Documents that cannot be executed electronically
- a deed (by an individual). A deed executed by an individual must be witnessed to be effective, and case law is unclear on whether witnessing electronically is effective. If the Conveyancing Act 1919 (NSW) applies, execution of a deed electronically may be permissible, however as these provisions are untested by courts specific advice should be obtained.
- a power of attorney. In virtually all cases, powers of attorney (whether granted by a company or an individual) should be prepared as a deed, executed and witnessed in ‘wet ink’. Electronic execution of these documents should be avoided without specific advice.
- a document for which one fully executed original is required. Certain agencies such as land registries, ASIC, ASX and Courts may have specific requirements for ‘wet ink’ or original execution, and may not accept counterparts. Specific advice should be obtained about whether electronic execution is appropriate for these documents.
PRACTICAL STEPS TO TAKE
If you are considering executing electronically, or accepting any document executed electronically, you should:
- engage early. Discuss with all parties (including any party who will be reviewing or relying on the document, such as a financier) as soon as possible, to ensure that all parties are comfortable with the proposed manner of execution and that any risks are understood and, if possible, minimised.

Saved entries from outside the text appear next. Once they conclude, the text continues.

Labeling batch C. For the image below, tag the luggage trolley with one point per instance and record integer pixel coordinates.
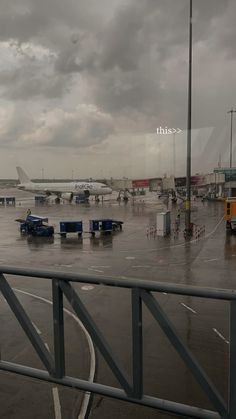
(71, 227)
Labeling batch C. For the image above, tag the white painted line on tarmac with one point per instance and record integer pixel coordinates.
(95, 270)
(220, 336)
(140, 266)
(100, 266)
(86, 398)
(37, 329)
(188, 308)
(56, 401)
(45, 343)
(87, 287)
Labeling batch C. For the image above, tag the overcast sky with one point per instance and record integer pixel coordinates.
(84, 85)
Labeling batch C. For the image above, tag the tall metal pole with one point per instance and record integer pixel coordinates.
(188, 173)
(174, 157)
(231, 137)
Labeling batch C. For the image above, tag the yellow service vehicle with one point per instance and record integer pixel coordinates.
(230, 213)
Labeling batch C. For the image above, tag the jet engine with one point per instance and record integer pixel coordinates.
(86, 193)
(68, 196)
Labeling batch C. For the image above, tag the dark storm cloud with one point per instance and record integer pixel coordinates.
(134, 60)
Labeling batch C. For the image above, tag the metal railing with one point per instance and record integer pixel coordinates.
(142, 293)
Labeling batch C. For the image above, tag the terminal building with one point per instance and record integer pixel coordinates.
(221, 183)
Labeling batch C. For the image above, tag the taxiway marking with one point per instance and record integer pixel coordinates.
(220, 336)
(85, 403)
(188, 308)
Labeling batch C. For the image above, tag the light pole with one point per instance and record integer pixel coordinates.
(188, 171)
(231, 136)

- obtain consent. If information is required by law to be given (for example, a disclosure statement), obtain express written consent from the party to whom the information is being given to the electronic communication before the giving of that information.
- minimise fraud. Sign documents electronically using a platform with inbuilt identification verification (there are many on the market today), rather than the insertion of a scanned signature or image, to minimise the risk of fraud.

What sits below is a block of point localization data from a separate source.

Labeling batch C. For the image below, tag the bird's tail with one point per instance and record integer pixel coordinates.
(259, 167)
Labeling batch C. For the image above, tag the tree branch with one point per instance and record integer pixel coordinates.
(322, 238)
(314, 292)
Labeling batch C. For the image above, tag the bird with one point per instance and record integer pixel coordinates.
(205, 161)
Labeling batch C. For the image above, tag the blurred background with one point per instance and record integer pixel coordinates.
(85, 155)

- reconsider deeds. If possible, convert any deed to an agreement, noting that this may not always be achievable or desired, and will depend on the nature of the transaction and the document involved.

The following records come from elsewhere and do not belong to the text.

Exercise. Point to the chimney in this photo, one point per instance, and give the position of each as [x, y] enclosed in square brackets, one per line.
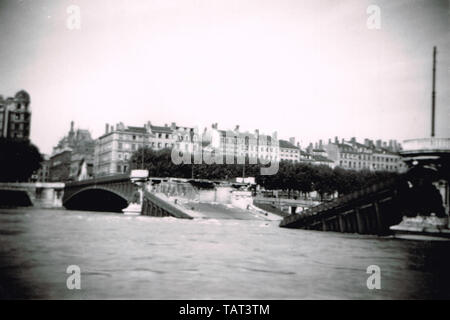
[378, 143]
[292, 140]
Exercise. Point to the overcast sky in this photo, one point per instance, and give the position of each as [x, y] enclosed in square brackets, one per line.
[309, 69]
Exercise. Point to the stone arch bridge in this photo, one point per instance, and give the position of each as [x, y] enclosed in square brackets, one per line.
[111, 193]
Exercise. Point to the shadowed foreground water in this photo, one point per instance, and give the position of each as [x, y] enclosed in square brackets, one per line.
[166, 258]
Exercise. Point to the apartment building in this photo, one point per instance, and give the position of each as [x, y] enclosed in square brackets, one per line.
[15, 116]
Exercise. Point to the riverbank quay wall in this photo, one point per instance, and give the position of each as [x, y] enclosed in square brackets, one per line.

- appoint attorneys. Consider appointing an attorney (either for an individual or company) as soon as possible.
- appoint alternate directors. For companies if directors may be unavailable, consider appointing alternate or additional directors so that more signatories will be available.
- obtain personal authentication. Whenever electronic execution is used, but particularly for companies, obtain evidence that the signatory has affixed their electronic signature themselves, or has specifically authorised another person to do it for them. This should ideally be both email and verbal confirmation with that signatory.
We are seeing a greater level of acceptance of electronic execution to assist the continuation of business operations, with parties and their advisors making genuine efforts to permit electronic execution wherever possible. However, this is a rapidly evolving area of law, and until now has been a matter of convenience and efficiency rather than one of commercial imperative, and parties should ensure that risk positions are effectively managed.
This publication covers legal and technical issues in a general way. It is not designed to express opinions on specific cases. It is intended for information purposes only and should not be regarded as legal advice. Further advice should be obtained before taking action on any issue dealt with in this publication.